C’est la grande différence avec le précédent confinement. Si les salles de spectacles sont restées fermées, elles ont cette fois été autorisées à poursuivre leurs activités de résidence d’artistes et de médiation en milieu scolaire.
Au pied des grilles, le Confort moderne semble comme à l’abandon. Pourtant, ce haut lieu des cultures alternatives continue de vivre, de l’intérieur. Les douze chambres et studios, destinés aux artistes en résidence, sont tous occupés, sans interruption, depuis le 29 octobre. « Ça répond à une partie de la souffrance des artistes, c’est pourquoi on a optimisé nos capacités d’accueil », explique Emma Reverseau, la chargée de communication.
Les artistes se croisent en cuisine ou dans le jardin, échangent parfois sur leurs projets, souvent contrariés par la crise sanitaire.

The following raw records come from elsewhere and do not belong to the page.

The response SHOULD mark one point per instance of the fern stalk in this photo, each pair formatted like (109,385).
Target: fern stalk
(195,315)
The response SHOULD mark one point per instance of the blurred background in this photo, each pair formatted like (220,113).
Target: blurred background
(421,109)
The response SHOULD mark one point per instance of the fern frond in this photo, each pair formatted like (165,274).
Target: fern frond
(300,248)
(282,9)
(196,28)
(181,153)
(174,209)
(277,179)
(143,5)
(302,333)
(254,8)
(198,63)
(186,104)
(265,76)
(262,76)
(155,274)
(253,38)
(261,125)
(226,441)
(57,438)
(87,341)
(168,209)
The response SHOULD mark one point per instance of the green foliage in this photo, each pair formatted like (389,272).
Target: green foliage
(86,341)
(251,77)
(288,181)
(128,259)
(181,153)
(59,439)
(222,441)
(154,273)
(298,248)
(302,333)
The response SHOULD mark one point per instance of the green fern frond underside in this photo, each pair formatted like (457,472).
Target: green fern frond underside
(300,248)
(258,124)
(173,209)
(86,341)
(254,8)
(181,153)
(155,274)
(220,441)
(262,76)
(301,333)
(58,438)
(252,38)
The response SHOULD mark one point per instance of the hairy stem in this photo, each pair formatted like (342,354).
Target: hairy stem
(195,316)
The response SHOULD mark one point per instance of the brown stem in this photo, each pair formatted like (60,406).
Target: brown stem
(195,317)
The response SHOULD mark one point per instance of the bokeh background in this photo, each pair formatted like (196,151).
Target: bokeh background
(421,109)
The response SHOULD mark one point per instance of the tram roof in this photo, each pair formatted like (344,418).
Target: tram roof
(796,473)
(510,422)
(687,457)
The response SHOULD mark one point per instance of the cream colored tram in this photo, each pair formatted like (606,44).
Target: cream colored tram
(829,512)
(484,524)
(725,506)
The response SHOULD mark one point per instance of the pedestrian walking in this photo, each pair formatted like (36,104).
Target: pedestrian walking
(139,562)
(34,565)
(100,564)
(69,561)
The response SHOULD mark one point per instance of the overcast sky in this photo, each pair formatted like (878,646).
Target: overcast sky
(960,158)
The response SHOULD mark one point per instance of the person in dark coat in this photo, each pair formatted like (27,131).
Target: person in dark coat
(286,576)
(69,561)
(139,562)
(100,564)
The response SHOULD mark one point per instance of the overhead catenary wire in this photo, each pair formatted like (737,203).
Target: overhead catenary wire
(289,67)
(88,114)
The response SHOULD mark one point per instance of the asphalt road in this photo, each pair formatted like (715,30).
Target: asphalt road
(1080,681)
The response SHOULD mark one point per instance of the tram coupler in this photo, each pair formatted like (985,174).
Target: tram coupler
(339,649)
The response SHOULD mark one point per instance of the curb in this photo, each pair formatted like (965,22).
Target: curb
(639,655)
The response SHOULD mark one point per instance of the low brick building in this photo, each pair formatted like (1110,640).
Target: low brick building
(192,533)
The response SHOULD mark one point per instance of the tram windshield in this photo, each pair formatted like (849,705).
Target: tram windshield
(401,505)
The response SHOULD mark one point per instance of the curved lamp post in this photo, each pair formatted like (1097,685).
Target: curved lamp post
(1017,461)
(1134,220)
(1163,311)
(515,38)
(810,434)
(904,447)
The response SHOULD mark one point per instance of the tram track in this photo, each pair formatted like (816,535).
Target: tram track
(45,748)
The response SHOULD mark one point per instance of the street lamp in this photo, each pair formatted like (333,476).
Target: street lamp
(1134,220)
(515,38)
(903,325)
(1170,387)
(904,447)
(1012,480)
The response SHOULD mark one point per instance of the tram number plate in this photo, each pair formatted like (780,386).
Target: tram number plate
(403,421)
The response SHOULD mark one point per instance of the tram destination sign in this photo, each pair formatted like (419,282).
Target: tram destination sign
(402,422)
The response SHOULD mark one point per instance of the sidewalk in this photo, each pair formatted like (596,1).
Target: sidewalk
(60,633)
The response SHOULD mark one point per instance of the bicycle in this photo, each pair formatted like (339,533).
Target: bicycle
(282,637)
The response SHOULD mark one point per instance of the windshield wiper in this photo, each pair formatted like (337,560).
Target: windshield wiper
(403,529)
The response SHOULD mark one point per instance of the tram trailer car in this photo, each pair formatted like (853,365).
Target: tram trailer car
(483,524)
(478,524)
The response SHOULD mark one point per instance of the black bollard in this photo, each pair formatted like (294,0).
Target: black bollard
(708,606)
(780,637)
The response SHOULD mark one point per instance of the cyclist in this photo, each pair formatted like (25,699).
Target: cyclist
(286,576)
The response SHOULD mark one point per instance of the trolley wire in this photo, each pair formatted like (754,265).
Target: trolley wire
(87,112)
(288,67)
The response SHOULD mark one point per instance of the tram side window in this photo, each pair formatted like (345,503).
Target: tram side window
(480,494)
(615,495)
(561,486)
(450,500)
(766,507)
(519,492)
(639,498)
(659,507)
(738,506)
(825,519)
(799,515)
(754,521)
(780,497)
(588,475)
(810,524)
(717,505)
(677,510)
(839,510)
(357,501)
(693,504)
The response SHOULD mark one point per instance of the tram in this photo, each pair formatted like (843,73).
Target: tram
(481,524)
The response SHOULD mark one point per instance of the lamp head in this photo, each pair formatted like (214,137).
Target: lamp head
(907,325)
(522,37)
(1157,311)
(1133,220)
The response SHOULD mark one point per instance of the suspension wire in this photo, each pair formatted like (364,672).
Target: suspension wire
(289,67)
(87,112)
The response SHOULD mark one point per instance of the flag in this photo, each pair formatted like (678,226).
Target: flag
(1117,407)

Pour Gautier Serre, c’est une bouffée d’oxygène. Le compositeur et musicien du groupe Igorrr n’avait pas revu ses partenaires depuis le premier confinement. Ils préparent aujourd’hui leur retour sur scène, après deux reports de leur tournée européenne. « Venir en résidence permet de ne pas perdre la main. Quand on s’est retrouvé, on était tous un peu rouillé ! Entretemps, j’ai fait de la maçonnerie chez moi, posé quelques poutres... Comme changé de vie ! »
De la médiation dans les lycées
La résidence a aussi été un « refuge » pour François Marry, du groupe Frànçois & the Atlas Mountains. Il aurait dû ne répéter qu’une semaine. Il est finalement resté tout le mois de novembre, dans une plus large optique de « laboratoire ». « Au printemps, j’étais isolé sans pouvoir contacter quelqu’un de ma génération, confie l’artiste. Ici, on peut jouer avec du volume et, parfois, entendre les répétitions des autres, comme un concert. Ça fait du bien. » Pour Lisa Signorini, artiste touche-à-tout, c’est une phase « catharsistique » (sic), bien qu’elle ne se soit jamais arrêtée de créer jusqu’ici.
Au Théâtre-auditorium aussi, « il se passe plein de choses », souligne son directeur, Jérôme Lecardeur. Les espaces de travail étant libérés en raison des annulations de spectacles « du mois le plus chargé de l’année », le Tap a ainsi mis ses locaux à la disposition de neuf équipes artistiques. Alors qu’elle aurait dû y jouer ses Chroniques martiennes (douze dates déjà programmées au printemps), Emilie Le Borgne a eu l’opportunité de venir développer un projet de recherche dramaturgique autour des héros, en particulier de James Bond. « Habituellement, c’est une étape qui se fait sur le temps libre, de manière très fragmentaire, explique la comédienne et metteuse en scène de la compagnie poitevine Le Théâtre dans la Forêt. Aujourd’hui, je suis privilégiée de pouvoir m’accorder ce temps, c’est très précieux. »
Si les salles sont fermées, la culture n’est donc pas confinée. Les compagnies sont en effet autorisées à se produire dans des établissements scolaires. Ainsi, Emilie Le Borgne a été invitée à aller jouer une version radiophonique de ses Chroniques Martiennes aux lycées du Bois-d’Amour, Aliénor-d’Aquitaine et au collège Jules-Verne. Un moment salvateur. « Il faut que l’on apprenne de ce que l’on est en train de faire. J’y vois deux choses : ne pas être dans la course à la création et s’autoriser des formats ponctuels comme ceux-ci, à géométrie variable. » Plus que jamais invité à se réinventer, le spectacle vivant poursuit son travail d’introspection pour continuer à surprendre.